Ihre Augen wandern zurück zu der rosagelben Frau, zu ihrem mcdonaldsgelben Haargummi und ihren chemierosafarbenen Lippen. Mit ihrem Pony sieht sie aus wie eine jener Frauen auf den Videoaufzeichnungen, die man immer gezeigt bekommt, wenn es um die Zeit des Mauerfalls geht. Viele solcher Frisuren, die auf und ab hüpfen und „auf der Mauer, auf der Lauer, liegt ’ne kleine Wanze“ singen.
Die Frau wäre hübsch, wenn sie nicht so rosagelb wäre und eine andere Frisur hätte. So wirkt sie wie ein Provinzmädchen. Sie ist so dünn, ist sie magersüchtig? Bestimmt ist sie das. Ihre Hüftknochen stehen hervor, ihre Augen sind beinahe schon gespenstisch groß.
Die rosagelblackierten Fingernägel klicken auf dem abgewetzten Ubahnbezug, während die Stützpfeiler am Fenster vorbeifliegen und die Bahn erneut hält.
Warum tut sie das, warum isst sie nichts? Wenn sie ihren Körper nicht mag, warum hüllt sie ihn dann in Rosagelb, denkt sie, während ihre Finger mit ihren frisch gewaschenen Haaren spielen und ein schlafendes Hamburg an ihr vorbeizieht. Vielleicht ist sie süchtig nach irgendetwas. Vielleicht hat sie keine Freunde, nicht weil, sondern obwohl sie rosagelb ist.
Ihre Finger fahren die Hosennähte ab, sie selbst trägt eine verwaschene Blue-Jeans. Sie hat Freunde, sie ist sehr glücklich darüber, dass es Freunde sind, für die sie nicht jemand anders sein muss. Aber die rosagelbe Frau hat das nicht. Sie versucht, jemand zu sein, der von der Gesellschaft akzeptiert wird mit einer Modelfigur und einer Ostfrisur und rosafarbenen Augenlidern. Und das hat sie geschafft, die Gesellschaft akzeptiert sie auch, aber Freunde hat sie keine.

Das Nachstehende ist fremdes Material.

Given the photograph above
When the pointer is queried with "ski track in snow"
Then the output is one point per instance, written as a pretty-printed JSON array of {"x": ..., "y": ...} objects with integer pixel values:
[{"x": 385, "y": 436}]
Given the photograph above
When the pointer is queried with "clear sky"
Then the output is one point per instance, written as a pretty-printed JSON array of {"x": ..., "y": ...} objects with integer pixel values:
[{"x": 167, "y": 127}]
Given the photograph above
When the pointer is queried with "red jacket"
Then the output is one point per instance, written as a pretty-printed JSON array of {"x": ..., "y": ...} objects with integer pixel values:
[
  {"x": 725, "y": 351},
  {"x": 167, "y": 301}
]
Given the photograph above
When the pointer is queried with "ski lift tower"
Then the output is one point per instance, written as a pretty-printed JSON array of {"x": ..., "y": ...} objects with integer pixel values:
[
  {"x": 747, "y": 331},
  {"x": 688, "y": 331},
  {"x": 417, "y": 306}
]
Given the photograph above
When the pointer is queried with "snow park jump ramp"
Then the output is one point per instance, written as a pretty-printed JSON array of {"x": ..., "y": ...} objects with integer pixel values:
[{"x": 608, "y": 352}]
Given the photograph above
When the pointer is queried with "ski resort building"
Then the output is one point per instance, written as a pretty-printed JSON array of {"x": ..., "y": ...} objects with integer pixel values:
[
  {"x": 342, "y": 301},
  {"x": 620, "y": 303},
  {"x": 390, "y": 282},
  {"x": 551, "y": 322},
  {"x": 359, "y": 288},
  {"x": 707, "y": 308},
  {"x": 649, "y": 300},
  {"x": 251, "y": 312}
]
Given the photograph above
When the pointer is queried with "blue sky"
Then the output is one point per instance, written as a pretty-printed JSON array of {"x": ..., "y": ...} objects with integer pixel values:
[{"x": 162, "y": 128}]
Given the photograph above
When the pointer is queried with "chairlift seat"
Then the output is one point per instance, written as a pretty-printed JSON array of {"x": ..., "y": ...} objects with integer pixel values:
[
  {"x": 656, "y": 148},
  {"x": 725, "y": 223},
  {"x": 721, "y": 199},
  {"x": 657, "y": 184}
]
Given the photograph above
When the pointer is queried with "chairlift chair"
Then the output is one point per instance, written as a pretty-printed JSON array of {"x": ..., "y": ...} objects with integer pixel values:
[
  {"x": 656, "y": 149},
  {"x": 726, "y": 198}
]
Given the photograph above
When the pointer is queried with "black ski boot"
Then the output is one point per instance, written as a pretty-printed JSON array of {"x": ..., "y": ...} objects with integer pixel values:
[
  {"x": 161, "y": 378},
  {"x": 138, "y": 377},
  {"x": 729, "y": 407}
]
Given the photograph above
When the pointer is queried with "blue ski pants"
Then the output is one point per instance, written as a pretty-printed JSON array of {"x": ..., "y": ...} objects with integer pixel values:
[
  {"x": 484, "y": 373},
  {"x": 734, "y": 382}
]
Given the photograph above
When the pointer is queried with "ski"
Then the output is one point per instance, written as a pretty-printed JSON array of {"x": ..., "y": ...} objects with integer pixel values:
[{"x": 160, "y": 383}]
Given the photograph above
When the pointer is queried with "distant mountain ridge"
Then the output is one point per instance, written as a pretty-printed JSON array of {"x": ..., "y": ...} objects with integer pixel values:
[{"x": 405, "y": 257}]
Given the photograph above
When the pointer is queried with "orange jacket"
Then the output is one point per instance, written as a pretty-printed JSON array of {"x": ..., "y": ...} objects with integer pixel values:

Oder was sonst macht sie zu einer Zeit wie dieser an einem Ort wie diesem?
Ein beiläufiger Blick verrät gerötete Augen. Hat sie noch nicht geschlafen? Oder hat sie geweint?
Der Wagen ist leer, bis auf die drei Frauen und das schreiende Kind. Es ist schon eine Ironie. Wenn jetzt ein Vergewaltiger zusteigen und eine von ihnen angreifen würde, würden die beiden anderen dann etwas tun? Oder würden sie in eine andere Richtung sehen und so tun, als würden sie nichts hören?
Das Baby hat jetzt angefangen zu husten. Seine Mutter wühlt hektisch nach einer Schnabeltase.
Sie würde helfen, glaubt sie. Und die Babymutter auch. Aber was ist mit der Rosagelben?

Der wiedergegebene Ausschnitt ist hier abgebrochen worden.